Fot. Pamiątkowe zdjęcie grupowe polskich uczestników programu „Główka pracuje” i niemieckich pracodawców
Jeden z pięciu
W tym roku umowę z niemieckim firmami i instytucjami głównie z obszaru Mecklemburg Vorpommern (m.in. kliniką Asklepios, kliniką Ameos, ratuszem miasta Torgelow, siecią handlową REWE) podpisało 12 osób. Oznacza to, że tylko co piąty kandydat zakwalifikował się do programu.
Oferty nauki kuszą zdobyciem doświadczenia już w trakcie nauki i comiesięcznym wynagrodzeniem uczniowskim (ok. 800 euro), jednak problemem jest niemiecki.

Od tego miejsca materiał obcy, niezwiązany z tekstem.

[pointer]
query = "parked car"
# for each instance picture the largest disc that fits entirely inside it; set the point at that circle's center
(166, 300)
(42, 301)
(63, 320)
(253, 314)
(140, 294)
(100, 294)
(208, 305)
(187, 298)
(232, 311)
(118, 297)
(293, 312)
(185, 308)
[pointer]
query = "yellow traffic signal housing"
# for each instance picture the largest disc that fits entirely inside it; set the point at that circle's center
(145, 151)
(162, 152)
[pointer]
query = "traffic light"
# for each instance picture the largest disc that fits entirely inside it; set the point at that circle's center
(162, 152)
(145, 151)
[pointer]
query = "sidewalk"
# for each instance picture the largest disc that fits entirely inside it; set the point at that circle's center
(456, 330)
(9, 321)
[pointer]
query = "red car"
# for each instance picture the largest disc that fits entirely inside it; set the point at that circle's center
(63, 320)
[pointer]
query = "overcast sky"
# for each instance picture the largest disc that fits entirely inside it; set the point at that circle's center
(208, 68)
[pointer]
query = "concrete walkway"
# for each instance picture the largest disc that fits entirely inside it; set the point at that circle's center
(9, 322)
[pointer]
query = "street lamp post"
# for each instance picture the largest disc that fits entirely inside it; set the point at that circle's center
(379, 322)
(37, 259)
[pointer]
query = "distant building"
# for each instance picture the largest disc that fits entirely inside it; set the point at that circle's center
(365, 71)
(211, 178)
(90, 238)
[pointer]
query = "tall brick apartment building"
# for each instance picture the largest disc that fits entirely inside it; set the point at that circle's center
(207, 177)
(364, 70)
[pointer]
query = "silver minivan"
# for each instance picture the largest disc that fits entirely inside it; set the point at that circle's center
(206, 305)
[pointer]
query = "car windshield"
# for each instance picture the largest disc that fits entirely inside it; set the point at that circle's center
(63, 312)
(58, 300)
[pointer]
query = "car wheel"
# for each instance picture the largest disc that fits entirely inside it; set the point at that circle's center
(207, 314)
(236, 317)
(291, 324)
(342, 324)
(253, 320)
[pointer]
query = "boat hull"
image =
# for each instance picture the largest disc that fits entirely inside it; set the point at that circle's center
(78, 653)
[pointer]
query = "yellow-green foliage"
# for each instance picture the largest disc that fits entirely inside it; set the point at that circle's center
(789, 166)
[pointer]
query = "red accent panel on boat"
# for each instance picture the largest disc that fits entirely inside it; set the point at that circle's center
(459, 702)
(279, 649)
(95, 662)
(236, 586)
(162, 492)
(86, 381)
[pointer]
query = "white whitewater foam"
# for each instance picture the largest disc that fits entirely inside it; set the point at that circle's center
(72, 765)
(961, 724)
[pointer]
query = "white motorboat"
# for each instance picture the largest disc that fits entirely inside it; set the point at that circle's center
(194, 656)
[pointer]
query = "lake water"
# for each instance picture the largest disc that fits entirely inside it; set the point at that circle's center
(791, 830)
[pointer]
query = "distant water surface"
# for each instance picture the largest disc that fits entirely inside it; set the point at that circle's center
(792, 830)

– Dla pracodawców znajomość języka jest bardzo ważna – mówi Bożena Witt z Urzędu Pracy w Pasewalku. – A kandydaci zamiast szlifować niemiecki, często myślą: „jakoś to będzie”. Później okazuje się, że nie rozumieją nauczycieli, współpracowników i cały czas po zajęciach spędzają na tłumaczeniu słówek. Przecież nie o to chodzi. W szkole trzeba zdobywać wiedzę związaną z zawodem, a nie językiem – wyjaśnia Witt.
Fot. Przyszły uczeń pielęgniarstwa przyjmuje gratulacje od przedstawicielki kliniki Ameos w Ueckermünde.
Ani kucharz, ani elektryk
O ile małe zainteresowanie zawodami gastronomicznymi, jak kucharz czy pracownik restauracji, można zrozumieć – niskie wynagrodzenie i praca w weekendy może zniechęcać, o tyle zaskakującym jest brak aplikacji na naukę w branży technicznej.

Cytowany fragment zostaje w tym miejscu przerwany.